The main difficulty with automatically generating outlines for PDFs stems from the fact that the PDF page numbers (displayed by your PDF viewer) do not match the page numbers of the book that you are trying to outline. In addition, certain PDFs will be missing some pages (usually between root chapters) compared to the book. This means that the page difference between the book and the PDF is not consistent throughout the document and needs to be recomputed between chapters. tocPDF can automatically recompute this offset by comparing the expected page number to the one found in the book.

Usage

This program requires 3 input parameters: the first and last PDF page of the table of contents as well as the PDF-book page offset. The offset is defined as the PDF page corresponding to the first book page with Arabic numerals (usually the first chapter). If your book has missing pages in between chapter, add the flag --missing_pages followed by either tika or pdfplumber. This will determine the parser used to make sure that the PDF-book page offset is still correct. Note that this option will make the outline creation much more robust however the execution time will be a bit slower. If your PDF is not missing any pages you can omit this flag.
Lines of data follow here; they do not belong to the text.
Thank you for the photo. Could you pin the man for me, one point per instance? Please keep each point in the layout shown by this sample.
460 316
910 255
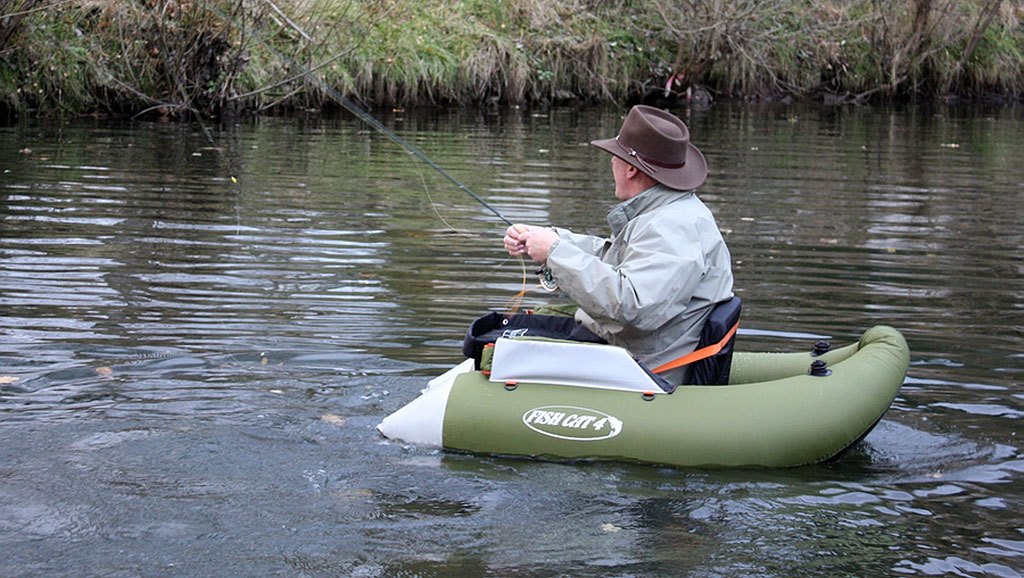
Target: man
651 286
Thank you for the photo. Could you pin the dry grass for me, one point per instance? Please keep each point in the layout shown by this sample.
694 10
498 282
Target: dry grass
209 57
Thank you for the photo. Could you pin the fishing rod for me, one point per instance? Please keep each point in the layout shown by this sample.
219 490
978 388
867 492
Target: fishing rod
363 115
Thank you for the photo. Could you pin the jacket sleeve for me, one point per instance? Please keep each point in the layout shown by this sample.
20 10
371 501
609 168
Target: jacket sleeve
660 267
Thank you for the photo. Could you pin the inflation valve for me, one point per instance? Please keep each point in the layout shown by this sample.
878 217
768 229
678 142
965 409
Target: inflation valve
819 368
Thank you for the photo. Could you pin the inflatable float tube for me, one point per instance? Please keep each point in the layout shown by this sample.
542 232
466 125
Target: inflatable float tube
777 411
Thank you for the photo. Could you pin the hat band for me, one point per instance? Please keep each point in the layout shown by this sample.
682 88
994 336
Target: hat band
646 161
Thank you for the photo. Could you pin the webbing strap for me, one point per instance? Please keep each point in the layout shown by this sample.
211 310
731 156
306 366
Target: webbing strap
698 355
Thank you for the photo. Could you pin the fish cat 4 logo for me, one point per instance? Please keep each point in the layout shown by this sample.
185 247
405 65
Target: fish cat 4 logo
568 422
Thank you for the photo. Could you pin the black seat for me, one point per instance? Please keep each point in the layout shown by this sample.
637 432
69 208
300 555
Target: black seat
714 370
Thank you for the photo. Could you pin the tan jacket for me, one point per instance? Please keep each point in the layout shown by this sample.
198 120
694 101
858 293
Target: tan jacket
651 286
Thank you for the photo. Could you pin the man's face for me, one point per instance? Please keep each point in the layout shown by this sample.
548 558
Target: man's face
620 170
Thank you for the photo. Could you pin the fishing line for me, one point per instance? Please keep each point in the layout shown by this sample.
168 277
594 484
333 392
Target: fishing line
363 115
547 281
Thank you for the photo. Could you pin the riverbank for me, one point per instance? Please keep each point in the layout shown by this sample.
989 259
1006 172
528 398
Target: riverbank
211 57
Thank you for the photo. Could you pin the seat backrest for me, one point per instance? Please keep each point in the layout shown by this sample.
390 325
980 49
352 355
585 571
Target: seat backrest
715 369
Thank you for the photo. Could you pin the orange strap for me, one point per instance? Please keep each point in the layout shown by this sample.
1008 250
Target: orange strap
699 354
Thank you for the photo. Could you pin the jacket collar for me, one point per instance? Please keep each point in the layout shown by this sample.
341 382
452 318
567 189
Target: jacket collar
655 197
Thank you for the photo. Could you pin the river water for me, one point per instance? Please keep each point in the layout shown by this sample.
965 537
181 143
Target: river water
198 335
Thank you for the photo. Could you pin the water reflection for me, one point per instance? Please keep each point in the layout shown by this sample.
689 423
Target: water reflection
208 335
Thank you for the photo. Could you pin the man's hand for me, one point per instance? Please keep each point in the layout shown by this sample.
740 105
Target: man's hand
528 240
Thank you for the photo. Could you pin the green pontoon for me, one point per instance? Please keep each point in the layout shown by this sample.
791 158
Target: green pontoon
565 400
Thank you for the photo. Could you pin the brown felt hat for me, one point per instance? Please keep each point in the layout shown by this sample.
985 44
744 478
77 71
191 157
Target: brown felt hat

Usage: tocPDF [OPTIONS] FILENAME

  Generates outlined PDF based on the Table of Contents. Version: 0.3.1

  Example: tocPDF example.pdf

Options:
  -s, --start_toc INTEGER   PDF page number of FIRST page of Table of
                            Contents.  [required]
  -e, --end_toc INTEGER     PDF page number of LAST page of Table of Contents.
                            [required]
  -o, --offset INTEGER      Global page offset, defined as PDF page number of
                            first page with arabic numerals.  [required]
  -m, --missing_pages TEXT  Parser (tika or pdfplumber) used to automatically
                            detect offset by verifying book page number
                            matches expected PDF page.
  -d, --debug               Outputs PDF file (tmp_toc.pdf) containing the
                            pages provided for the table of contents.
  -h, --help                Show this message and exit.

Example

The CLI can be simply invoked with the PDF as parameter:

tocPDF example.pdf

and then the user will be prompted to add the start/end pages of the PDF as well as the offset to the first page of the PDF.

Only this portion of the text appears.